Council of Insurance Agents & Brokers

The real growth opportunity is this whole push to consumer-focused business. It may sound odd to say that because brokers are always focused on their customer, but brokers have a real opportunity to focus on the entire process from the client’s perspective. It’s a stronger look at how the client interacts with us.

Another big opportunity is in the Employee Benefits area. Obviously, whenever there is a market level of disruption or confusion, brokers always do pretty well. Today, they are trying to figure out what the business model looks like around employer-provided benefits. That is one of those areas where we are going to see some huge opportunity in 2013.

Richard Hutchinson

Usage Based Insurance General Manager

Progressive 

Customers told us for years that they wanted a rate that reflected their actual safe driving behavior. Fifteen years ago, we began developing the technology that has evolved into Snapshot. Now, over one million customers have saved more than $70 million participating in our pay-as-you-drive program, which tracks three basic driving behaviors—hard braking, time-of-day driving and distance. 

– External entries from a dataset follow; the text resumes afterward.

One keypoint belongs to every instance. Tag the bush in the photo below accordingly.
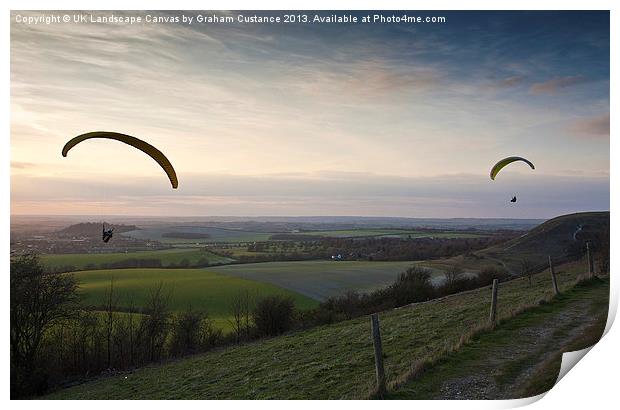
(273, 315)
(413, 285)
(186, 332)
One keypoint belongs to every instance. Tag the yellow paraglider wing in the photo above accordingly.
(502, 163)
(143, 146)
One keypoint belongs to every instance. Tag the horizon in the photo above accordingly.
(288, 120)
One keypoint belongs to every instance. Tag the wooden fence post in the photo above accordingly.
(590, 261)
(376, 340)
(553, 278)
(493, 302)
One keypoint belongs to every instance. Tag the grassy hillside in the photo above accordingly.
(554, 237)
(334, 361)
(321, 279)
(214, 234)
(168, 257)
(201, 289)
(389, 233)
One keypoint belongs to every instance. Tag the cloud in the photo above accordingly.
(596, 127)
(323, 193)
(22, 165)
(557, 83)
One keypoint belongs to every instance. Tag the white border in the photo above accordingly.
(592, 384)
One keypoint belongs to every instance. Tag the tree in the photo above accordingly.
(273, 315)
(155, 325)
(452, 276)
(38, 302)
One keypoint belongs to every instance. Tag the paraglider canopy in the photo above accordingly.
(502, 163)
(143, 146)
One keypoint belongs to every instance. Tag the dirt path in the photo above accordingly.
(500, 364)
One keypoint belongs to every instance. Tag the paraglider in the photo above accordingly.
(106, 235)
(502, 163)
(143, 146)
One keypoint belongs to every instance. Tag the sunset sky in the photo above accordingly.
(367, 120)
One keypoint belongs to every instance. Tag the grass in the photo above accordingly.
(327, 362)
(167, 257)
(201, 289)
(473, 356)
(321, 279)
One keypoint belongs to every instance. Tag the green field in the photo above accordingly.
(326, 362)
(201, 289)
(390, 233)
(322, 279)
(167, 257)
(215, 234)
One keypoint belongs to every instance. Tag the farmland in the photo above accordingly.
(332, 361)
(390, 233)
(201, 289)
(167, 257)
(212, 234)
(321, 279)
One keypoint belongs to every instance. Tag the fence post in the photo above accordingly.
(590, 261)
(493, 302)
(376, 340)
(553, 278)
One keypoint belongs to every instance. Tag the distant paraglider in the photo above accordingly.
(502, 163)
(143, 146)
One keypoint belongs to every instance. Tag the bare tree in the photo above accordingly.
(156, 323)
(236, 310)
(111, 301)
(452, 276)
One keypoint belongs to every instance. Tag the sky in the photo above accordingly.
(314, 119)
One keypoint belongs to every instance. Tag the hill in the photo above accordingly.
(563, 238)
(332, 361)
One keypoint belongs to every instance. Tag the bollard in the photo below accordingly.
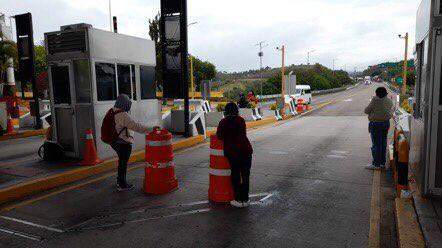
(220, 186)
(159, 173)
(402, 162)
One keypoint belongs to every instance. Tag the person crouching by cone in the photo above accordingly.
(238, 150)
(116, 131)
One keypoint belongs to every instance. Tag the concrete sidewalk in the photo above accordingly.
(23, 178)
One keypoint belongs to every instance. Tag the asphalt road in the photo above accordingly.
(308, 182)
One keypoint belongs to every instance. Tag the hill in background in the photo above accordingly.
(317, 76)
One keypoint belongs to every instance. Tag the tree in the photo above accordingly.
(202, 70)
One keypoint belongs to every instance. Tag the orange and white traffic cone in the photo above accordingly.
(90, 157)
(10, 126)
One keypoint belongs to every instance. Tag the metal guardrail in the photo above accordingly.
(314, 93)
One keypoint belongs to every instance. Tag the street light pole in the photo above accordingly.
(192, 78)
(282, 49)
(334, 66)
(404, 82)
(261, 45)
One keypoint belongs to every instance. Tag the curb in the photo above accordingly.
(33, 187)
(24, 134)
(408, 228)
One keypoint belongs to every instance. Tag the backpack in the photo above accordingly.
(109, 132)
(51, 152)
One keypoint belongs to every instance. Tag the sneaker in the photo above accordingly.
(126, 187)
(236, 204)
(372, 167)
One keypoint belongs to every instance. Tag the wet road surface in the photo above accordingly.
(308, 184)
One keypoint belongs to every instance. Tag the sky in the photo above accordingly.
(354, 33)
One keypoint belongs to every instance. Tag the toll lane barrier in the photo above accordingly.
(29, 188)
(160, 170)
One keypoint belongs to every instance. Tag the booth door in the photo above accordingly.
(64, 112)
(436, 121)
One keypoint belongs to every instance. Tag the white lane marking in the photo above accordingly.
(32, 224)
(278, 153)
(190, 212)
(335, 156)
(197, 211)
(21, 234)
(339, 152)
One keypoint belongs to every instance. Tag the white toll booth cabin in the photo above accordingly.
(88, 69)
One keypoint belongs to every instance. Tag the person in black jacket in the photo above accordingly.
(238, 150)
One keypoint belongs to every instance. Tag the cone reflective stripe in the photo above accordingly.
(160, 143)
(220, 186)
(90, 156)
(159, 173)
(216, 152)
(159, 147)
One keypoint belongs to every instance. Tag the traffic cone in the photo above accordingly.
(10, 126)
(90, 157)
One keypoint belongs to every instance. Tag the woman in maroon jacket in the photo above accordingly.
(238, 150)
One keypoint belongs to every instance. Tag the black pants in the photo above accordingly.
(240, 168)
(123, 151)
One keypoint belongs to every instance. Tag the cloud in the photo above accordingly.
(356, 32)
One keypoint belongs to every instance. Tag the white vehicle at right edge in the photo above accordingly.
(303, 92)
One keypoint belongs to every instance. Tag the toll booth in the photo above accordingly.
(426, 124)
(88, 69)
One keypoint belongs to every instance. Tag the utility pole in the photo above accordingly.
(308, 55)
(282, 49)
(192, 82)
(261, 45)
(404, 82)
(334, 66)
(192, 78)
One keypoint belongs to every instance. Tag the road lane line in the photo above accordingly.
(32, 224)
(21, 234)
(185, 213)
(374, 238)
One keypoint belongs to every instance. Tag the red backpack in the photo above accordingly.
(109, 133)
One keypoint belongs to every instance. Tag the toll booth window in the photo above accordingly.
(124, 80)
(147, 82)
(82, 81)
(134, 84)
(106, 82)
(60, 84)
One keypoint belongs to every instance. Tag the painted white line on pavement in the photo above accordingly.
(335, 156)
(32, 224)
(21, 234)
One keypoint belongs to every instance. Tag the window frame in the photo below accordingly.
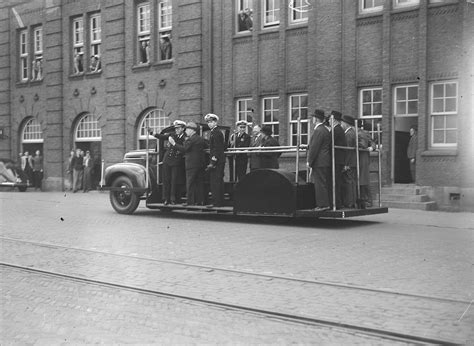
(372, 9)
(32, 129)
(91, 125)
(24, 55)
(145, 33)
(292, 11)
(377, 118)
(294, 123)
(273, 123)
(273, 10)
(406, 100)
(443, 114)
(243, 114)
(410, 3)
(161, 118)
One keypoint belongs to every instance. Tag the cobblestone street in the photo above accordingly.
(405, 272)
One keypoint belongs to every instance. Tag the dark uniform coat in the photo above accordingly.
(269, 160)
(241, 160)
(194, 161)
(319, 159)
(216, 174)
(173, 168)
(255, 141)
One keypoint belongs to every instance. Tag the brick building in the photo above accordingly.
(95, 74)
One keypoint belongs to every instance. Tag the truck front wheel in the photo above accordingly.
(124, 201)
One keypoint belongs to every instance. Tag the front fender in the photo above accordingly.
(136, 173)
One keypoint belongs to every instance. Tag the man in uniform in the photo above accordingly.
(255, 141)
(350, 166)
(411, 152)
(173, 163)
(339, 140)
(217, 164)
(319, 159)
(194, 161)
(268, 160)
(240, 139)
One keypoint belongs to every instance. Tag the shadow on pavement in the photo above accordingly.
(259, 220)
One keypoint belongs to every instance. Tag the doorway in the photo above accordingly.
(401, 164)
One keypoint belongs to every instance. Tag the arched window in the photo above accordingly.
(88, 129)
(154, 120)
(32, 132)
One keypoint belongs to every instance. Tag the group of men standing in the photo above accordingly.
(319, 160)
(185, 159)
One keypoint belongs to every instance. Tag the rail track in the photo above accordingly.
(385, 334)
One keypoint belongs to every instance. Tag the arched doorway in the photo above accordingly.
(88, 137)
(152, 120)
(31, 137)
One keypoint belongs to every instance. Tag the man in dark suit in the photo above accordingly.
(269, 160)
(173, 163)
(240, 139)
(217, 164)
(255, 141)
(349, 187)
(339, 154)
(194, 161)
(319, 159)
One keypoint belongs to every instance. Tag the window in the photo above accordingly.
(271, 115)
(244, 111)
(405, 3)
(371, 5)
(164, 29)
(96, 40)
(78, 45)
(244, 15)
(299, 11)
(370, 108)
(406, 100)
(32, 132)
(24, 55)
(154, 120)
(271, 13)
(143, 30)
(88, 129)
(299, 108)
(37, 61)
(444, 108)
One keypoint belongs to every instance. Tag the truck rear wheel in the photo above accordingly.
(124, 201)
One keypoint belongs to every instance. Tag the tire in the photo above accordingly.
(124, 202)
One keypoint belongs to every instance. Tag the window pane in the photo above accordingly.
(438, 106)
(451, 122)
(377, 109)
(451, 89)
(267, 117)
(438, 122)
(438, 90)
(377, 95)
(366, 110)
(438, 136)
(400, 107)
(366, 96)
(413, 93)
(451, 136)
(450, 105)
(401, 94)
(413, 107)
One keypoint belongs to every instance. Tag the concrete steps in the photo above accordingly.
(406, 196)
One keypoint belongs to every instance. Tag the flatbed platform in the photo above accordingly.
(308, 213)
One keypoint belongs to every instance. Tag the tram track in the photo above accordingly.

One of the biggest opportunities for our agents in 2013 is to take advantage of the growing popularity and availability of usage-based insurance: The majority of drivers that try Snapshot earn a discount. And that’s helping agents when it comes to customer satisfaction, retention, and word-of-mouth referrals. We’re putting a lot of national advertising dollars behind Snapshot, and we’ve heard from our 30,000 Snapshot certified agents that it’s bringing new business in their doors.

Usage-based insurance will move from being a novelty to being the norm. We’re seeing a number of other carriers enter the market with many variations on personalized insurance rates. Many of these programs are offering big discounts for safe driving, and consumers looking for great coverage at a fair price are responding.